Every night I hear piano practicing in the house—my son, Sam, and my daughter, Camilla, working tirelessly. Sometimes Chopin, sometimes popular songs my daughter likes to learn and quietly sing to. And over the last few months, almost nightly I hear the sound of the small plying voice of my boy, exploring old Beatles classics on his not always perfectly tuned guitar. Just last week I was in Nashville for a conference and a friend and I made it into one of the night clubs to hear live blues music. It was so loud we had to shout to make ourselves heard to one another. But the music made me so happy I wanted to cry. Earlier this winter I flew with my son to Los Angeles just for the chance to hear two Mahler symphonies performed by the Los Angeles Symphony Orchestra with my brother, Bill. At the conclusion of Mahler’s 2nd Symphony, one of the more extraordinary pieces of music ever composed, the choir sings words that Mahler composed himself, riffing off of lines first written by the poet Klopstock.
What was created
What perished, rise again!
Cease from trembling!
Prepare yourself to live!
O Pain, You piercer of all things,
From you, I have been wrested!
O Death, You masterer of all things,
Now, are you conquered!
With wings which I have won for myself,
In love’s fierce striving,
I shall soar upwards
To the light which no eye has penetrated!
Its wing that I won is expanded,
and I fly up.
Sam felt shaken by the experience although he didn’t quite have the words for it. Neither did my brother or I, although we were joined in a surfeit of emotion. Music does this trick with thoughts, expressing them not as ideas, at least not at first, but as sounds, and as sounds, they are abstractions, feelings, pulses felt in the blood. Ideas seem secondary to rhythm, to moving and complimentary tones that must first seduce us into a certain mood into which ideas gently drop as their setting. That is not to say that ideas do not matter or that all of truth could be summarized as feeling. But as the Spanish poet Miguel de Unamuno says in his marvelous book, The Tragic Sense of Life, “the end purpose of life is to live, not to understand.” Music enables such living by reminding us of the full bodied medium in which language and ideas take place—in mouths and in ears, with tongues, beating hearts and breathing lungs, flowing blood in the veins— which is why so often we are content with wordless sounds. Perhaps we enjoy being relieved of the burden of thought without being relieved of the privilege of deeply knowing and trusting. Perhaps music reminds us that there is no salvation without a body, no heaven without earth, nothing more important to yearn for except that which we already have.
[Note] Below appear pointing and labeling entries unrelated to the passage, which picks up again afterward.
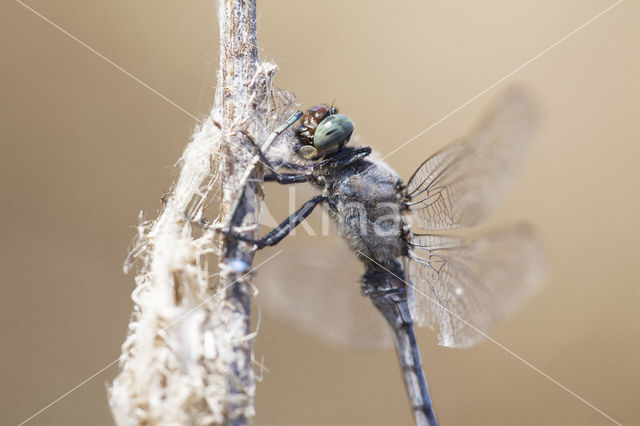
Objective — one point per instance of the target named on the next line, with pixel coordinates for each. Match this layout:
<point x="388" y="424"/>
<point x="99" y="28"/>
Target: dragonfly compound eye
<point x="332" y="133"/>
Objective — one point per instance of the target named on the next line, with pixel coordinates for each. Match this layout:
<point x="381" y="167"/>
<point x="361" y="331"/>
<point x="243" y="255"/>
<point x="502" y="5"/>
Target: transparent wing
<point x="463" y="183"/>
<point x="317" y="289"/>
<point x="463" y="286"/>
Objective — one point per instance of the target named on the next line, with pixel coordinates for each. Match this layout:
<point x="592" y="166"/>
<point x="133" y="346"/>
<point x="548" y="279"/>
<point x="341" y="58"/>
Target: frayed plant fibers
<point x="186" y="344"/>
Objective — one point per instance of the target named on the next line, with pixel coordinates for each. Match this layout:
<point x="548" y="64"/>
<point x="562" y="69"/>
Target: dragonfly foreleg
<point x="279" y="233"/>
<point x="285" y="178"/>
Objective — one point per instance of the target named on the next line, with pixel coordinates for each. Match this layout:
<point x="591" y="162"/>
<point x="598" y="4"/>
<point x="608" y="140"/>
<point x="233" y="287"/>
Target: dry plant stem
<point x="187" y="356"/>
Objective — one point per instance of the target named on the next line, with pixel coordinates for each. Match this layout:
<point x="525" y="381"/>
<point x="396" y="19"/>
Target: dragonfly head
<point x="323" y="131"/>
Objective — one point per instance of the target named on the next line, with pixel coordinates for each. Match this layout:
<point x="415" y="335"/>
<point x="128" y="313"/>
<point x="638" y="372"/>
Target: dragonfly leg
<point x="288" y="225"/>
<point x="285" y="178"/>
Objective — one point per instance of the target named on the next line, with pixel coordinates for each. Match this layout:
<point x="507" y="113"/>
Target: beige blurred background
<point x="85" y="148"/>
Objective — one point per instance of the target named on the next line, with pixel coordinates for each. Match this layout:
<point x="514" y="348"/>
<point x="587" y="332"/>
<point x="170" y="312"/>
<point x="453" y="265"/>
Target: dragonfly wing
<point x="462" y="184"/>
<point x="465" y="285"/>
<point x="317" y="289"/>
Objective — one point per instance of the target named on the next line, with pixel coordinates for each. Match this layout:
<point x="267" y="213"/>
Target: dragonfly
<point x="458" y="286"/>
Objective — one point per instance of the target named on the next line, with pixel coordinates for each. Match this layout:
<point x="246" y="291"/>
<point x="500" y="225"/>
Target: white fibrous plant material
<point x="175" y="362"/>
<point x="166" y="377"/>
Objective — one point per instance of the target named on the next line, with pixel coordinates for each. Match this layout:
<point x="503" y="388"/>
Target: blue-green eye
<point x="332" y="133"/>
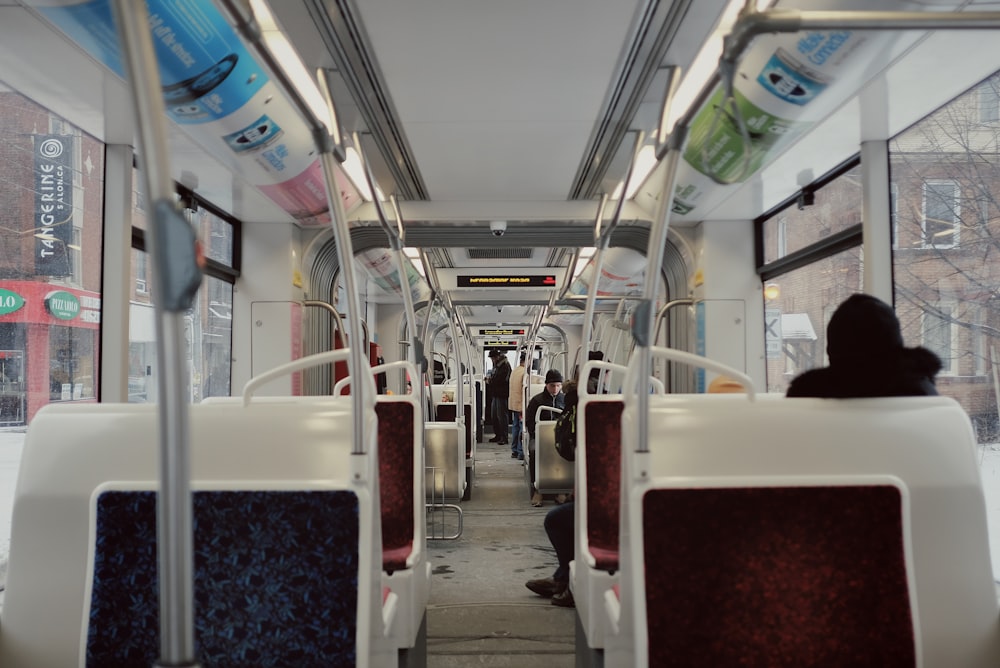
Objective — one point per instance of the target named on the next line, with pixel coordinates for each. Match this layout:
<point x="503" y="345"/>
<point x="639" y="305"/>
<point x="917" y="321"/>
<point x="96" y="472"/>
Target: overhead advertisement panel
<point x="219" y="93"/>
<point x="784" y="85"/>
<point x="520" y="278"/>
<point x="494" y="281"/>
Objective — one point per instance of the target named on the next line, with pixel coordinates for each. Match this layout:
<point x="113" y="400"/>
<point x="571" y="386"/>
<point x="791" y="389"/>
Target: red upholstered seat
<point x="603" y="443"/>
<point x="395" y="462"/>
<point x="777" y="576"/>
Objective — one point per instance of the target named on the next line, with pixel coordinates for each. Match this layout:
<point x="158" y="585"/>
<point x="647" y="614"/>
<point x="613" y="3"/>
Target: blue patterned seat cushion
<point x="276" y="579"/>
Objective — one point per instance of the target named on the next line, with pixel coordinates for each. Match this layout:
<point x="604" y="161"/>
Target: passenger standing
<point x="550" y="396"/>
<point x="867" y="357"/>
<point x="515" y="402"/>
<point x="499" y="389"/>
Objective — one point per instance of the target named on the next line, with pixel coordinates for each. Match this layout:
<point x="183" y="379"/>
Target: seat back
<point x="598" y="456"/>
<point x="280" y="506"/>
<point x="444" y="457"/>
<point x="401" y="480"/>
<point x="794" y="531"/>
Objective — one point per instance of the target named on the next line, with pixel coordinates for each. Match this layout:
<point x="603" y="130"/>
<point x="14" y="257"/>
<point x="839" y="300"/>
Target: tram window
<point x="835" y="207"/>
<point x="51" y="235"/>
<point x="948" y="224"/>
<point x="216" y="236"/>
<point x="797" y="307"/>
<point x="208" y="330"/>
<point x="71" y="364"/>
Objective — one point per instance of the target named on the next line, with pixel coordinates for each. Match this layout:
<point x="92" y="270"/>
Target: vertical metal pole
<point x="171" y="244"/>
<point x="644" y="321"/>
<point x="331" y="153"/>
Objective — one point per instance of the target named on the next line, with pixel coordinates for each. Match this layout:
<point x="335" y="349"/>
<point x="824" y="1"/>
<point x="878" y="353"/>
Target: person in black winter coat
<point x="867" y="357"/>
<point x="552" y="395"/>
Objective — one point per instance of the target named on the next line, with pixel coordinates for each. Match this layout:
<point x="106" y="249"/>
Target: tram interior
<point x="516" y="155"/>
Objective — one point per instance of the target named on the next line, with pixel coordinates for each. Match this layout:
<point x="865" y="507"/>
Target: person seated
<point x="867" y="357"/>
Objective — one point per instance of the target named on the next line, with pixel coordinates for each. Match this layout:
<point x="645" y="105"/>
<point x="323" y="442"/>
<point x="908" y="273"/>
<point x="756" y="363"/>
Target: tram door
<point x="11" y="387"/>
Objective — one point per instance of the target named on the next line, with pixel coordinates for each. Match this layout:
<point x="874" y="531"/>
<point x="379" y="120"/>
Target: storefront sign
<point x="53" y="220"/>
<point x="10" y="301"/>
<point x="62" y="305"/>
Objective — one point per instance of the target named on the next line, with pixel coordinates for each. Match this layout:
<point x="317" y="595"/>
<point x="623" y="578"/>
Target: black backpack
<point x="566" y="433"/>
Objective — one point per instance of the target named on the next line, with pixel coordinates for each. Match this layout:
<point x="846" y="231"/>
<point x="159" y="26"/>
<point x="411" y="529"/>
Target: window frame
<point x="955" y="208"/>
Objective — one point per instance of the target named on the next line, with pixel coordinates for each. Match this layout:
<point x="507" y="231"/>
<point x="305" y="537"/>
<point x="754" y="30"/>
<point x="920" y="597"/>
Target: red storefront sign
<point x="35" y="311"/>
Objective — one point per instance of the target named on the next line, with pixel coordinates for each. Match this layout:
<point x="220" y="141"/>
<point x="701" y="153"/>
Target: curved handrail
<point x="698" y="361"/>
<point x="328" y="357"/>
<point x="377" y="369"/>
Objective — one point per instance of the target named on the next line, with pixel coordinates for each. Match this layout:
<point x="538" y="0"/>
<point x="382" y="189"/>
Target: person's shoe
<point x="564" y="599"/>
<point x="546" y="587"/>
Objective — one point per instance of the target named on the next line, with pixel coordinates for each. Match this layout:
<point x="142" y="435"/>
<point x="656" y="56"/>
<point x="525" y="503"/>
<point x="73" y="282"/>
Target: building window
<point x="894" y="213"/>
<point x="938" y="335"/>
<point x="989" y="102"/>
<point x="941" y="209"/>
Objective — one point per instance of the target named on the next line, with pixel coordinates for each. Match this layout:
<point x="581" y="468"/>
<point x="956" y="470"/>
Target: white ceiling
<point x="497" y="99"/>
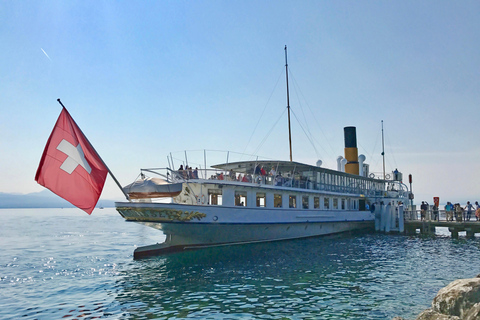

What are these wings that Mahler feels takes him heavenward, these wings he has earned somehow through the “fierce striving” of love? Why does the wing expand, increasing his ecstasy, as he prepares to live? Why must one die in order to learn to begin again, to finally, truly be alive? Is music somehow taking us through this journey, teaching us to die a little so we can prepare to live? Critics say Mahler is characterized more by his search for God than for his declaration of having found Him. Does it signify a mere metaphor to call it, as we do, his Resurrection Symphony? Why is this striving for God so deeply moving if it is based on an agony, a striving, rather than on arrival? Why, for that matter, would the raw, off-key sounds of a boy copying popular refrains or the quiet joy of a girl at her piano feel like a kind of gritty poetry of the soul? Why can’t I distinguish any longer between the joys of an old Gibson guitar and the soaring ecstasies of dozens of violins moving in unison, between the otherworldly refrains of sacred music and the earth-stained strains of love songs? Call me greedy, but I want all of it. Music makes me feel that I just might be so fortunate.